Taunting of Saddam prompts new look at leadership

? The taunts and insults hurled at Saddam Hussein minutes before his execution Saturday have prompted some U.S. officials and Iraqi politicians to conclude that Prime Minister Nouri al-Maliki’s government is led by Shiite Muslim radicals and can’t be counted on to disarm Shiite militias.

Several U.S. officials in Baghdad and Washington told McClatchy Newspapers that, practically speaking, the Bush administration no longer can expect al-Maliki to tackle the militias because Saddam’s hanging exposed the depth of the government’s sectarianism.

The scene at the execution “confirms everyone’s worst speculations about the government: It is sectarian and incompetent,” said a U.S. official who agreed to speak under a promise of anonymity because of the sensitivity of the topic. The militias and al-Maliki’s government are intertwined “so much that you don’t know for sure from issue to issue what is the militia and what is the government,” the official said.

That assessment underscores the Bush administration’s challenge as it considers sending thousands of additional U.S. troops to confront Iraq’s growing sectarian violence.

President Bush, who’s expected to announce a new Iraq policy next week, has vowed to support al-Maliki, who came to power via U.S.-sponsored elections. He’s pushing al-Maliki to disarm the militias, especially the Mahdi Army of radical Shiite cleric Muqtada al-Sadr. Many blame the Mahdi Army, which fought two bloody campaigns against U.S. forces in 2004, for much of the violence that’s engulfing Baghdad.
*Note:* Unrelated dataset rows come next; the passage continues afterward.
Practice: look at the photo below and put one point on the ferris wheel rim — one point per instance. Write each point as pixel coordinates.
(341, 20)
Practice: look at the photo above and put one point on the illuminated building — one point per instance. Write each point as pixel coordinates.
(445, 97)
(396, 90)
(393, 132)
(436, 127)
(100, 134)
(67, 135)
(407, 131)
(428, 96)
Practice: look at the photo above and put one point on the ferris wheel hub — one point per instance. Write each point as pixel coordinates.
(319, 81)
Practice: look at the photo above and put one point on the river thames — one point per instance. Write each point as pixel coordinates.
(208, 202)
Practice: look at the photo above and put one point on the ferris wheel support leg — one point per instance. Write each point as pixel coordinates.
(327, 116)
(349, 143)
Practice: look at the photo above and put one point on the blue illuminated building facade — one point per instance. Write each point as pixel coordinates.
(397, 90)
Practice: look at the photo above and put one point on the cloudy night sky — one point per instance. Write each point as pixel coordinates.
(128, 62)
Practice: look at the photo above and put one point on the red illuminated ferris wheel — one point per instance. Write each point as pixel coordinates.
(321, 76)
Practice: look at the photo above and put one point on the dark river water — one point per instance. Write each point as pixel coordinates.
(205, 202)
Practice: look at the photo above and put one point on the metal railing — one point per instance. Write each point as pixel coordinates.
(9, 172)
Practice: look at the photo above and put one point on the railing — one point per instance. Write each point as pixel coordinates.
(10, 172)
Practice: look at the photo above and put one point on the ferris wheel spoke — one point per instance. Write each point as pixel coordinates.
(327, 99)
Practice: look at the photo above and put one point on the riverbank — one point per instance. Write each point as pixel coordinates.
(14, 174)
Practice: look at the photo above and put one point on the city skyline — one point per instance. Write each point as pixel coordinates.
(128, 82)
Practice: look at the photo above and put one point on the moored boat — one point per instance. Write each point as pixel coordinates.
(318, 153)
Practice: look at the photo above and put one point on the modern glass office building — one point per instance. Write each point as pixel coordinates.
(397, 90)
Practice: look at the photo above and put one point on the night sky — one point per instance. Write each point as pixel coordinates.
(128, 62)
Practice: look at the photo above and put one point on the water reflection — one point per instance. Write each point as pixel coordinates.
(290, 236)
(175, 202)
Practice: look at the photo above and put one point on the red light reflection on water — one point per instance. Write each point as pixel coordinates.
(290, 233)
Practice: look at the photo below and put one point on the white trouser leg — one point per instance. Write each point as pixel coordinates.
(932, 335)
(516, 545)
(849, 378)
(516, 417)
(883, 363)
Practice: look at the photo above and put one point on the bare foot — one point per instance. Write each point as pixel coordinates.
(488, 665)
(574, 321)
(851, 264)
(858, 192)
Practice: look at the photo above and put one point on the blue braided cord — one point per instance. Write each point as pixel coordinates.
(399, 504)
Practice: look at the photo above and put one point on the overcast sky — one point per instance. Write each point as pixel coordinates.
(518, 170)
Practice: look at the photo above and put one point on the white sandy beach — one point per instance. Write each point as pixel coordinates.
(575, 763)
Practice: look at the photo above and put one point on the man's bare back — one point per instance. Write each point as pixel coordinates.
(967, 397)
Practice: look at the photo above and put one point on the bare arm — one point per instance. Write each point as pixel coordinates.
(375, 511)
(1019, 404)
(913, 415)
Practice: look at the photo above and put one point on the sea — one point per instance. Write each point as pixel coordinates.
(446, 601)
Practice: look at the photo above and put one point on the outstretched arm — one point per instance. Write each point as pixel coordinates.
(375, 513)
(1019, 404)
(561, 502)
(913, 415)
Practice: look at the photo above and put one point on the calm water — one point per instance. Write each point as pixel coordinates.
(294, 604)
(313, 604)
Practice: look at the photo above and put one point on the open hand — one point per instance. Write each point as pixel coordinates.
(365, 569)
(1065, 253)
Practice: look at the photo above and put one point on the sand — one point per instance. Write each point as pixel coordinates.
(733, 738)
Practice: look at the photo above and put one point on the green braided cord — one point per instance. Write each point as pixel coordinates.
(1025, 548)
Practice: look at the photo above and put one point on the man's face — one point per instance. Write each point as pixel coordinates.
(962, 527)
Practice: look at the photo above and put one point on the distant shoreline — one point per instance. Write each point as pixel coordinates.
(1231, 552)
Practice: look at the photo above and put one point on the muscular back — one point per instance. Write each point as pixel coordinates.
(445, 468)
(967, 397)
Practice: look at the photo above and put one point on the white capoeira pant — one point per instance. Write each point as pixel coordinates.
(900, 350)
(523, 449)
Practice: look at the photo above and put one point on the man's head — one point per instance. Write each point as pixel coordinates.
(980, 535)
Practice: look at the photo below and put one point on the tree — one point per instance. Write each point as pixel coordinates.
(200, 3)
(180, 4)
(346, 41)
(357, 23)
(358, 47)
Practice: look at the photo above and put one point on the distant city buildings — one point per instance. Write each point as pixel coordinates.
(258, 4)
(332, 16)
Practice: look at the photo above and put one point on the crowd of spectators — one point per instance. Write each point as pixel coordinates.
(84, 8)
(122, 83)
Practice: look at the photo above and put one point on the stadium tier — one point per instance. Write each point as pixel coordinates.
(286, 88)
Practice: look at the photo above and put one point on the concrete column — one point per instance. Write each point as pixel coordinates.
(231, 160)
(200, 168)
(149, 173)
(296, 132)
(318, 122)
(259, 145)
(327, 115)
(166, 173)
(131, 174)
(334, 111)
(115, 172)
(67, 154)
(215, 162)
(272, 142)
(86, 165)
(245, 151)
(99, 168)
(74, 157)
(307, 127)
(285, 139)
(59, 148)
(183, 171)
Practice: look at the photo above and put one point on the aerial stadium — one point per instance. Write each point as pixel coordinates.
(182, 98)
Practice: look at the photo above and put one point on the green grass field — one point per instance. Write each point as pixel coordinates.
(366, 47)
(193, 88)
However, a jerky cell-phone video of Saddam’s execution showed that al-Sadr supporters were involved. Amid Shiite chants, at least one witness to the execution can be heard chanting “Muqtada, Muqtada, Muqtada.”

Someone also can be heard yelling the name of al-Sadr’s uncle, Mohammed Baqir al-Sadr, who’s considered the intellectual behind al-Maliki’s Dawa Party.

Sadr’s father, the Grand Ayatollah Mohammed Mohammed Sadeq al-Sadr, was a prominent Saddam opponent who was murdered in 1999, reportedly on Saddam’s orders.

Some accounts of the execution indicate that al-Maliki’s national security adviser, Mowafek al-Rubaie, quizzed Saddam about the al-Sadr murder before Saddam, who was a Sunni Muslim, was hanged.

An official videotape of the execution didn’t include audio.

Mithal Alusi, a secular parliament member who took part in the government’s deliberations about Saddam’s execution, said the video made it clear that the al-Maliki government was harboring militia members whom it didn’t control. He called the display of emotions a warning that the government must cut its connections to the militias.

“What happened was a clear and lasting warning to Maliki to rid the security services of militias,” said Alusi, one of a handful of secular politicians in the government, who said he supported the decision to hang Saddam quickly. “Why not now?” he answered when asked about the timing of the execution.

But he was critical of the behavior of guards and other witnesses. “This was evidence that those militiamen have forgotten they are official security members,” Alusi said.